Overhaul `combine_echodata` method #1042

lsetiawan · 2023-05-15T23:53:28Z

Overview

This PR aims to overhaul the combine_echodata functionality to be in favor of using xarray's functions to concat the datasets. This relates to issue #976. The changes that happens in this PR are as follows:

Remove the usage of ZarrCombine object
Remove spinning up dask client under the hood during combine
Remove the need for zarr path as combine_echodata input
Utilizes xr.concat to combine the datasets under the hood so it doesn't require any monotonic values, keeping the data lossless
Updates group_paths attribute to be a tuple rather than set to keep order of paths.

NOTE: Currently this works for EK60, but there are still some issues with attributes combining within the Vendor_specific group for EK80 since some of the attribute values are arrays.

In another PR, I will address the issue as stated above.

codecov-commenter · 2023-05-16T18:54:31Z

Codecov Report

Merging #1042 (caa30cd) into dev (a09d8f3) will decrease coverage by 24.76%.
The diff coverage is 81.75%.

❗ Your organization is not using the GitHub App Integration. As a result you may experience degraded service beginning May 15th. Please install the Github App Integration for your organization. Read more.

@@             Coverage Diff             @@
##              dev    #1042       +/-   ##
===========================================
- Coverage   80.79%   56.03%   -24.76%     
===========================================
  Files          67       18       -49     
  Lines        6086     1574     -4512     
===========================================
- Hits         4917      882     -4035     
+ Misses       1169      692      -477

Flag	Coverage Δ
unittests	`56.03% <81.75%> (-24.76%)`	⬇️

Flags with carried forward coverage won't be shown. Click here to find out more.

Impacted Files	Coverage Δ
echopype/utils/coding.py	`20.23% <0.00%> (-74.21%)`	⬇️
echopype/utils/io.py	`60.58% <0.00%> (-29.89%)`	⬇️
echopype/echodata/combine.py	`78.37% <95.08%> (+3.94%)`	⬆️
echopype/echodata/echodata.py	`77.35% <100.00%> (-1.65%)`	⬇️

... and 54 files with indirect coverage changes

📣 We’re building smart automated test selection to slash your CI/CD build times. Learn more

lsetiawan · 2023-05-18T18:54:45Z

TODO

Benchmarking is needed before merging this PR into dev!
Address Move filter coefficients and decimation factor to variables #1044 (comment)

echopype/echodata/combine.py

aniketfadia96

LGTM

Co-authored-by: Aniket Fadia <fadiaaniket@gmail.com>

lsetiawan · 2023-05-22T17:21:08Z

@leewujung This is currently failing because the Vendor specific identical check fails for AZFP. Should AZFP have same filter params for all files to be valid for merging?

emiliom · 2023-05-22T17:52:08Z

@leewujung This is currently failing because the Vendor specific identical check fails for AZFP. Should AZFP have same filter params for all files to be valid for merging?

I'll chime in, in case it helps.
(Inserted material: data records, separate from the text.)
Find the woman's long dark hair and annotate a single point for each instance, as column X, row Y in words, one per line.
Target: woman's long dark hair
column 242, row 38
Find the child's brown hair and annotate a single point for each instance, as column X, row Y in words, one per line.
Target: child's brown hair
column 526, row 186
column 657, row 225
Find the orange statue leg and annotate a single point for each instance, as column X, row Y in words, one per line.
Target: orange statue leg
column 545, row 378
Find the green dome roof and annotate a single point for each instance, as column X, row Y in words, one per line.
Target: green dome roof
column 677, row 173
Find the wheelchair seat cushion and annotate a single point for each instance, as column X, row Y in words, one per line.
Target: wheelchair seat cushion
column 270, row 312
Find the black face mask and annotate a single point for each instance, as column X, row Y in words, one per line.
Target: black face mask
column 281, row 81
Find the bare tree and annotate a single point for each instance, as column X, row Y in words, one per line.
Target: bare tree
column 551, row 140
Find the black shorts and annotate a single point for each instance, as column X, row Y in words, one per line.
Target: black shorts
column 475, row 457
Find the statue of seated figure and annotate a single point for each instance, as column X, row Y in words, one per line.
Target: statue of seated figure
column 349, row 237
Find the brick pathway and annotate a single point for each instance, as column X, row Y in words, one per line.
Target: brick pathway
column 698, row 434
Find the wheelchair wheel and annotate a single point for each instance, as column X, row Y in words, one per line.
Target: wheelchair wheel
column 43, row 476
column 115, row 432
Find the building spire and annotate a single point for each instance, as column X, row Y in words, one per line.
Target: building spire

I believe the content of the Vendor group will be quite different for AZFP.

leewujung

Hey @lsetiawan : Thanks for this great PR! I've gone through the code and also went through a few test cases. I think there might be a potential bug in _merge_attributes and set_zarr_encodings , and something to discuss in _capture_prov_attrs regarding whether ED_GROUP should be a dimension there. All my other comments are minor. It'll be awesome once we get this merged!!

leewujung

Hey @lsetiawan : Thanks for this great PR! I've gone through the code and also went through a few test cases. I think there might be a potential bug in _merge_attributes and set_zarr_encodings , and something to discuss in _capture_prov_attrs regarding whether ED_GROUP should be a dimension there. All my other comments are minor. It'll be awesome once we get this merged!!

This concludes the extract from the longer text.